13    The reply submissions for Mr Viane were also couched in terms of a failure by the Parliamentary Secretary to consider what would occur for Mr Viane and his partner if 'removed to American Samoa' (paras 17 and 19). Further, they referred to the hardships the applicant would face 'upon return to either New Zealand or American Samoa' (at para 20, see also, paras 25 and 28).

14    Although the primary judge dealt with the matter on the basis that it had been established that the Parliamentary Secretary did not give consideration to the impediments that Mr Viane would face if forcibly removed directly to Samoa, it had not been established that forcible removal to Samoa was in contemplation by Mr Viane or the Parliamentary Secretary: Viane v Minister for Immigration and Border Protection [2018] FCA 3 at [8] and [23]-[28]. It was this confined approach that was found to be in error on the appeal.

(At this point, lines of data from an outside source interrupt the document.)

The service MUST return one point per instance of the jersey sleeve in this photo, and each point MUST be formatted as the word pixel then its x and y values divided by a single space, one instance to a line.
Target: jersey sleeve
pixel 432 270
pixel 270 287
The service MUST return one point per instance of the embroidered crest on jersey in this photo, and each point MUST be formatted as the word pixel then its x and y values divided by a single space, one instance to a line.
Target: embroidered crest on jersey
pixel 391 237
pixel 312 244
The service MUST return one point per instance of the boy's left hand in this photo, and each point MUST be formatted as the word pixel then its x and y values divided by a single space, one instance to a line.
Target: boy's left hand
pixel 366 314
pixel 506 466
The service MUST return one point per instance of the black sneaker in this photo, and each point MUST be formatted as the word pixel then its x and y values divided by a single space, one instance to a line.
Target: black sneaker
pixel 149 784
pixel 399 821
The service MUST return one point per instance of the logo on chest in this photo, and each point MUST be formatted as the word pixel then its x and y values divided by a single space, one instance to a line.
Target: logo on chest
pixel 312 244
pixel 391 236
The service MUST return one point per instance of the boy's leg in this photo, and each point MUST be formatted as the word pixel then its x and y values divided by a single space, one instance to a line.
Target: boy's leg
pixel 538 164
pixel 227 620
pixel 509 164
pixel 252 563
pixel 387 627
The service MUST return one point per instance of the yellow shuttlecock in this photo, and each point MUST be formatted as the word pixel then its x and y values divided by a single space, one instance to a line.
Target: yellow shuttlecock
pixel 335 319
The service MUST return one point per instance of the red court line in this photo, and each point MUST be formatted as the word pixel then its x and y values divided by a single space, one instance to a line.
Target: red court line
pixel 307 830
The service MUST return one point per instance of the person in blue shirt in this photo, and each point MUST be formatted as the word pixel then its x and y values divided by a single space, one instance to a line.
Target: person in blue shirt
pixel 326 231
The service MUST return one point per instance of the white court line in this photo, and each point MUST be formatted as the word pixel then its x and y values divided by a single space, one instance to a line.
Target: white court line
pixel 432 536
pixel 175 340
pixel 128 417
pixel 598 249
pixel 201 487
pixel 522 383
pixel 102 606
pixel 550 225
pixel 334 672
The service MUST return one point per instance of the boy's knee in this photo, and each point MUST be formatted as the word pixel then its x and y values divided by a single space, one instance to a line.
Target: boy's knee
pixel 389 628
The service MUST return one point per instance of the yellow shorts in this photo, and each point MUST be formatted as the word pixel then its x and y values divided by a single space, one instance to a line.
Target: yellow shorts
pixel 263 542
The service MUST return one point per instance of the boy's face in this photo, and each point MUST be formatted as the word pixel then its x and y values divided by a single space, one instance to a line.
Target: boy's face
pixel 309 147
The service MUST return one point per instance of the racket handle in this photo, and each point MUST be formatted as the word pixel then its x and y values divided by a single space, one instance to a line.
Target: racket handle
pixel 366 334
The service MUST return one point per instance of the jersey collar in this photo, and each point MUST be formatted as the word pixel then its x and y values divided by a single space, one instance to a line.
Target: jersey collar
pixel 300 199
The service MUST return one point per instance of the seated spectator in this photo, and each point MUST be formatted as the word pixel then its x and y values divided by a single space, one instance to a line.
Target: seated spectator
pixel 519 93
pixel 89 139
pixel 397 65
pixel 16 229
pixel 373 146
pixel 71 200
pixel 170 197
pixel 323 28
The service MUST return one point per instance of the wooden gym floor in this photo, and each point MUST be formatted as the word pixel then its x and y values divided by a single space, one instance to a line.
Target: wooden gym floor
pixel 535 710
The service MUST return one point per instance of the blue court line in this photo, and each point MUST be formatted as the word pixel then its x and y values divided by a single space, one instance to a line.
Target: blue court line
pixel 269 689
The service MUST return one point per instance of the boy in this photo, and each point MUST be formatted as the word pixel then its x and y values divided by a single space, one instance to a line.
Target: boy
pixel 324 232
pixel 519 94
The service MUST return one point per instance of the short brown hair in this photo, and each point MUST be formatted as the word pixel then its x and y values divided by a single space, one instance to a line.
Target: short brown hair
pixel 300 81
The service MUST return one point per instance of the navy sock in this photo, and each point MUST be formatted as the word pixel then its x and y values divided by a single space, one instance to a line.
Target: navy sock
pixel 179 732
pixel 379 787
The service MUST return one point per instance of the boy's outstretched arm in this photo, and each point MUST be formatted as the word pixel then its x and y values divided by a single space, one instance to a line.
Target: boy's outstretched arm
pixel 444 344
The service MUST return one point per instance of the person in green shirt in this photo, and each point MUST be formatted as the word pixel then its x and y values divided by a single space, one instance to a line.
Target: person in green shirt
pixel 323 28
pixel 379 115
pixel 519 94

15    In those circumstances, we do not accept that the ground on which Mr Viane succeeded in the appeal was only a 'sliver' of his arguments before the primary judge. The matter having been raised before the primary judge it follows that it was not raised for the first time in argument on appeal.

16    As to the appeal, ground 1 alleged that the primary judge erred in failing to accept that Mr Viane was denied procedural fairness by the Parliamentary Secretary failing to consider a substantial argument as to why the cancellation of his visa should be revoked. The particulars to ground 1 including paragraph (d) which was expressed in the following terms:

d.    The primary judge wrongly and erroneously found that the appellant would be removed from Australia to New Zealand, and would then 'voluntarily' travel to Samoa afterwards (para [28](2) and [28](5)). This finding was not open to him on the material that was before the Minister and that was before the primary judge:

    Nowhere in the Minister's reasons for decision is this finding made.

    The Minister did not expressly support this finding or raise this argument before the primary judge.

    The appellant expressly indicated that depending where he wanted to move, he would go to either New Zealand or Samoa (paras [17] and [20]).

    The Minister found that he 'had regard' to the appellant's submission that in the event of non-revocation he would need to relocate to New Zealand or return to Samoa (para [22]). Nowhere did the Minister find that the appellant would be removed to New Zealand first and then voluntarily go to Samoa.

17    The written submissions for Mr Viane in support of ground 1 of his appeal relied upon a submission made to the Parliamentary Secretary that if the cancellation was not revoked that the lives that Mr Viane's partner and young daughter would have in either New Zealand or Samoa 'depending on where I move to' would be extremely difficult. The submission that this was a substantial argument that was not considered by the Parliamentary Secretary was the basis on which the appeal was upheld. Therefore, the ground on which Mr Viane was successful was raised by ground 1 and the written submissions for Mr Viane in the appeal.

18    Accordingly, the order will be: The respondent pay the appellant's costs of and incidental to the proceedings before the primary judge to be assessed if not agreed.

I certify that the preceding eighteen (18) numbered paragraphs are a true copy of the Reasons for Judgment herein of the Honourable Justices Reeves, Rangiah and Colvin.